President Rajapaksa has arrived in the Maldives earlier on Wednesday morning after having fled Sri Lanka and will be making his way to a final destination. Where that is however, is still unclear.

Soon after takeover, the Sri Lankan Prime Minister Ranil Wickremesinghe ordered to impose a curfew in the Western province with immediate effect and to impose emergency law across the island country, a spokesperson in the Prime Minister's office has said.

Ranil Wickremesinghe
Ranil WickremesingheIANS

The Prime Minister has also ordered the security forces to arrest people acting in a riotous manner and the lorries they are travelling, BBC reported.

Thousands of protesters forcefully entered towards the Prime Minister's office on Flower Road in state capital Colombo -- a 20-minute walk away from the main protest site of Galle Face Green.

Wickremesinghe had said he would step down once an all-party interim government is set up following President Gotabaya Rajapaksa's departure, BBC reported.

But many Sri Lankan people want the Prime Minister to leave immediately.

Protesters
ProtestersIANS

This is because once Rajapaksa departs, under Sri Lanka's constitution, Wickremesinghe would automatically become acting President for 30 days, BBC reported.

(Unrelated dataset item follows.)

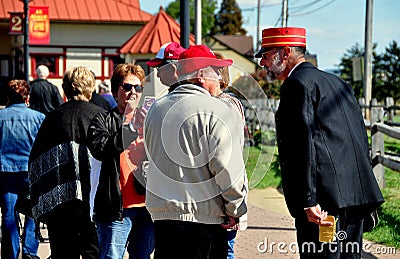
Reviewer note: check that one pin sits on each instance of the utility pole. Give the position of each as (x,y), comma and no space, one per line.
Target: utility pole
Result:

"If we don't hear of the resignation of the President and the Prime Minister by Wednesday evening, we may have to gather back and take over Parliament or another government building," protester Buddhi Prabodha Karunaratne had earlier told Reuters.

Speaker Mahinda Yapa Abeywardhane
Speaker Mahinda Yapa AbeywardhaneIANS

"We are strongly against the Gota-Ranil government. Both have to go."